On April 12th, the Irish High Court elevated a series of questions to the European Court of Justice (ECJ, the Supreme Court of the European Union) regarding the validity of key legal instruments used by American tech companies to process Europeans’ personal data. Judge Caroline Costello of the Irish High Court is concerned about the national surveillance practices of the United States and the level of privacy rights observed there.
The ECJ’s answers to these questions will probably disrupt transatlantic data flows in the near future, oblige American companies to re-evaluate their international data transfer practices if they wish to participate in the European market, and manifest (once again) that the U.S. needs to radically reform its approach to privacy protection. It has become increasingly obvious that passing privacy legislation in America is not only the right thing to do, but is also the business-smart thing to do.
The Significance
The Irish High Court questions to the ECJ deal with three very important issues. First, the validity of Privacy Shield itself. Privacy Shield is a legal scheme that allows American companies to transfer personal data from the European Union to the United States. The European Commission has always considered the American privacy framework as not equivalent to European protections and therefore not immediately adequate for data transfers. However, because blocking data transfers between the EU and the U.S. would be highly disruptive for social and economic reasons, the EU and the U.S. have until now found ways to accommodate each other. Privacy Shield now, like Safe Harbor before, is essentially an accommodation mechanism between two very different privacy approaches. The U.S. government promises to protect Europeans’ personal data by making some tweaks to its privacy and surveillance framework, and the EU allows transatlantic data flows. Most tech companies participate in Privacy Shield.
It is very unlikely that the ECJ will be able to pretend that Privacy Shield solved the problems previously identified by the same ECJ when it declared Safe Harbor invalid after discovering the U.S. National Security Agency surveillance apparatus. Therefore, it is very likely that Privacy Shield will be declared invalid.
The second issue is the validity of the specific legal instrument that many companies use to transfer data to the U.S., the Standard Contractual Clauses (SCCs). SCCs are model contractual clauses approved by the European Commission (the closest equivalent to an executive power that the the EU has) as providing “adequate” safeguards to allow the transfer of Europeans’ personal data outside the EU to a country without an “adequate” level of personal data protection, like the U.S. Google, Facebook, and others use SCCs.
SSCs also look fragile. Judge Costello finds that there are “well-founded” grounds for believing SSCs are not an adequate instrument for protecting European privacy rights. If the ECJ declares Privacy Shield invalid, it would be logical for the ECJ to also declare the SSCs invalid.
Third, the ECJ is also asked to decide the extent of a national or subnational European Data Protection Authority power to suspend data flows if it believes a third country is subject to surveillance laws which conflict with EU law.
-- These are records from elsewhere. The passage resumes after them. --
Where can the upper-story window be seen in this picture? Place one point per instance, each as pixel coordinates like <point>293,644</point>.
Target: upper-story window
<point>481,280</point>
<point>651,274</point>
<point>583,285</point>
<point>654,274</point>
Depending on the ruling of the ECJ, tech companies might be exposed to the enforcement of privacy laws of the most stringent European Data Protection Authorities regardless of the location of their headquarters. This might be problematic for U.S. companies, since it might expose them to a fragmentation of the enforcement of EU privacy rules.
While a priori it might seem that such a ruling would conflict with the one stop shop principle of the General Data Protection Regulation (GDPR), considering the EU has no national security competences, it could be logical for the ECJ to determine that it is within the mandate of national Data Protection Authorities to suspend data flows to third countries with surveillance laws contrary to EU law.
Conclusion
This may be bad news for the American private sector. Europe is the second most important market for most American tech companies. Transatlantic data flows are vital for many organizations.
These developments also reveal that patching the American privacy framework as it breaks is fraught with dangers. The Safe Harbor agreement lasted 15 years, from 2000 to 2015. Privacy Shield is less than two years old and it’s already seriously problematic.
Businesses prefer regulatory clarity. For that, and to protect the rights of American consumers, we need legislation. Congress can best defend the American economy from the disruption of interrupted data flows across the Atlantic by passing comprehensive privacy legislation that offers adequate protection to the personal data of Americans, and also the personal data of foreigners being processed in the U.S. Inaction in privacy protection has become a liability that endangers everyone, including American businesses.